In the following article, we look at the aspect of the technical optimisation of turbine operation, and describe the opportunities afforded by technical retrofits and other turbine optimisation measures.
It should be borne in mind that a wind turbine can only be optimised to a limited degree in terms of yield and availability. This can be more or less costintensive, depending on the action taken.
Individual products in the area of technical optimisation are based on the assumption that a particular turbine is „under-performing“. Some market players promise significant increases in yield, but these assertions often need to be treated with caution: On the one hand, the increases in yield promised on the market cannot be reproduced to the same extent, and on the other, the results in many cases cannot be directly demonstrated and it becomes difficult or even impossible to retrospectively verify the additional yield obtained.
The basic rule is that in order to determine the potential for optimisation in any particular location, it is first necessary to record and evaluate the operating behaviour of the turbine in detail. This is done on the basis of the turbine‘s 10-minute data or by measuring the turbine‘s performance on site.
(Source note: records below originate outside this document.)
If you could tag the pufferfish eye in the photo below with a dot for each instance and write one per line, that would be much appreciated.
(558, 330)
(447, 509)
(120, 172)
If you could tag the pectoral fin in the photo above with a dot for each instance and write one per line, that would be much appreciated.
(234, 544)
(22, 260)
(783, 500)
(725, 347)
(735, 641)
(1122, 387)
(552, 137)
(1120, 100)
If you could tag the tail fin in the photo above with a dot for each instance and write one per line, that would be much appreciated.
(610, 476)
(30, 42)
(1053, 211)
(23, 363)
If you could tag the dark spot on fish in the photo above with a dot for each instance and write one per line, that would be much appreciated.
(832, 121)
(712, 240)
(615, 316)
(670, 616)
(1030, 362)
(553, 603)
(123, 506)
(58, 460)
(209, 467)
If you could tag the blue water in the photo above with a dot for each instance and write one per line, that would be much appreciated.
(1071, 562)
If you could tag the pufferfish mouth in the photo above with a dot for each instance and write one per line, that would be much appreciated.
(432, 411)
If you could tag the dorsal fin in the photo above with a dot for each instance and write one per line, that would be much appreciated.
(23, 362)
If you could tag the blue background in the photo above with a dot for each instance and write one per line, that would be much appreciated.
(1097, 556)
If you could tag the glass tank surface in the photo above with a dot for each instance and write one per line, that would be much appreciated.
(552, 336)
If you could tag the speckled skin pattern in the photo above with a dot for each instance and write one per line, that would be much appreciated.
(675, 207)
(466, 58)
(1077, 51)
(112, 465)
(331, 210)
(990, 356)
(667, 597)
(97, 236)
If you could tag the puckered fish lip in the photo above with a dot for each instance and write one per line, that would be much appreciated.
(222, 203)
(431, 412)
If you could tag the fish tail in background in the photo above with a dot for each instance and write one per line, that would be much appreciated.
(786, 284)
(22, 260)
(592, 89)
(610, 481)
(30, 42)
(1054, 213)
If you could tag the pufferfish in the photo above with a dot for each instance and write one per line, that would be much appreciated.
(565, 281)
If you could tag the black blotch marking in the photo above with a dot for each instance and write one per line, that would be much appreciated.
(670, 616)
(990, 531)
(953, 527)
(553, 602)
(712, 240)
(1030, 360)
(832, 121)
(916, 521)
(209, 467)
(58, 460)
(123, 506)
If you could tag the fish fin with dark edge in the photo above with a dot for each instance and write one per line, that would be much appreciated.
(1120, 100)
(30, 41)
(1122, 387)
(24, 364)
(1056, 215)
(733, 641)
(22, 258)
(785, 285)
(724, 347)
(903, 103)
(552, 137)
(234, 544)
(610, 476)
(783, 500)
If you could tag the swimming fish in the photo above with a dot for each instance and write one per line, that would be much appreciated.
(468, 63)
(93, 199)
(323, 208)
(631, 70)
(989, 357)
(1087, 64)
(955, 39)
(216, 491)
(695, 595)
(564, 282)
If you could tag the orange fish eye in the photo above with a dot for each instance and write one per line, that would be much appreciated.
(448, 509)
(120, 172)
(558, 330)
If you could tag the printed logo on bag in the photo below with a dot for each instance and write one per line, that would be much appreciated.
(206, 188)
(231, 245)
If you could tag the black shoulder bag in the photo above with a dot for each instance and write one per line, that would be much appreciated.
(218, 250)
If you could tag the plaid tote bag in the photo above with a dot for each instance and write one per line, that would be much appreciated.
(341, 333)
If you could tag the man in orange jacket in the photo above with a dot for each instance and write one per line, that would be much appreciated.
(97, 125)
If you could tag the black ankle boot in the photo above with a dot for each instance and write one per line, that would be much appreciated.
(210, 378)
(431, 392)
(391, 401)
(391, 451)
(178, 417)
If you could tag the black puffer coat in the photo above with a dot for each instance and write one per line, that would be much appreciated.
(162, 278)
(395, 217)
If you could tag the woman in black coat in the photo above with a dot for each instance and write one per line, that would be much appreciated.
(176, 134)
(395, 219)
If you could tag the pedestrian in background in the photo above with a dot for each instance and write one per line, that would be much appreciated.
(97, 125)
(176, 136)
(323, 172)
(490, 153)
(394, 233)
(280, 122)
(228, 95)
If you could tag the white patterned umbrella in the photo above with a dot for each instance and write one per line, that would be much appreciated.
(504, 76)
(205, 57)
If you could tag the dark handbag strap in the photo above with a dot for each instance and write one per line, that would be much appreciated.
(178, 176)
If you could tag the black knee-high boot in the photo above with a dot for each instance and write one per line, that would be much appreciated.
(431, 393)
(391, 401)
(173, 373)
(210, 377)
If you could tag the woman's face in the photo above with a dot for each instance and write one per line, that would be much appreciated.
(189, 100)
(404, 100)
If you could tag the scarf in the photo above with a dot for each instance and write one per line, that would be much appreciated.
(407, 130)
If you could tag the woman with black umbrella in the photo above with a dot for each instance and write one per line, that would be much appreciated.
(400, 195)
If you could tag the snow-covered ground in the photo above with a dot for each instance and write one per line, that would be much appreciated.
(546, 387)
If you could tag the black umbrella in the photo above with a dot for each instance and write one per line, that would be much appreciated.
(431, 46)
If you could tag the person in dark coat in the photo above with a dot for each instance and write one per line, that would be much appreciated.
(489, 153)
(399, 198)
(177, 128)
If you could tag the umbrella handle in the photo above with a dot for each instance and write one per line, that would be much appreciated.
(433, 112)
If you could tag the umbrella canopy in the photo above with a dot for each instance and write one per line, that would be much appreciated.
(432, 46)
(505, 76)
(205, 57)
Detailed analysis of the performance curve represents one significant analytical approach. One tool for verifying the performance of the turbine which is suitable from an operational management perspective, is to survey the turbine with a nacelle-based LiDAR system. A system of this nature can be used to record the uninterrupted wind before the turbine and at the same time the performance characteristics of the turbine itself. wpd windmanager is using a LiDAR system with success.
In many cases, the results show that often external conditions at the location (turbulence, wind potential) are causing the discrepancies in the energy yield, and that it is seldom down to the poor performance of the turbine.
Technical retrofits represent a further optimisation option. These include technologies installed to complement the sensor systems, as well as changes to the control system or rotor blades. Minor retrofits contain improvements relating to service intervals and availabilities, while more extensive measures focus primarily on the rotor blades. The optimisation potential of the work carried out has to be assessed differently depending on the location and history of the turbine.
The problem is that many of the changes proposed are aimed at correcting supposedly suboptimal turbine behaviour, instead of concentrating on improving performance beyond the manufacturer‘s specifications. Before taking any action, the degree of any „under-performance“ should first be determined. The retrospective optimisation offered by the manufacturer should also not be forgotten when it comes to retrofits (or upgrades). Even after they have been erected, turbines are refined and settings changed as many possible optimisations only become evident once they are operating. For example, this is done in the form of software updates to the turbine control unit or through technical retrofits.
Conclusion: It is possible to optimise a wind turbine technically but the type and scope of the work must be checked in each instance and viewed in conjunction with the location. Operators should review solutions offered on the market critically and have a detailed technical assessment carried out before initiating any major, cost-intensive optimisation campaigns – this is a service offered by wpd windmanager.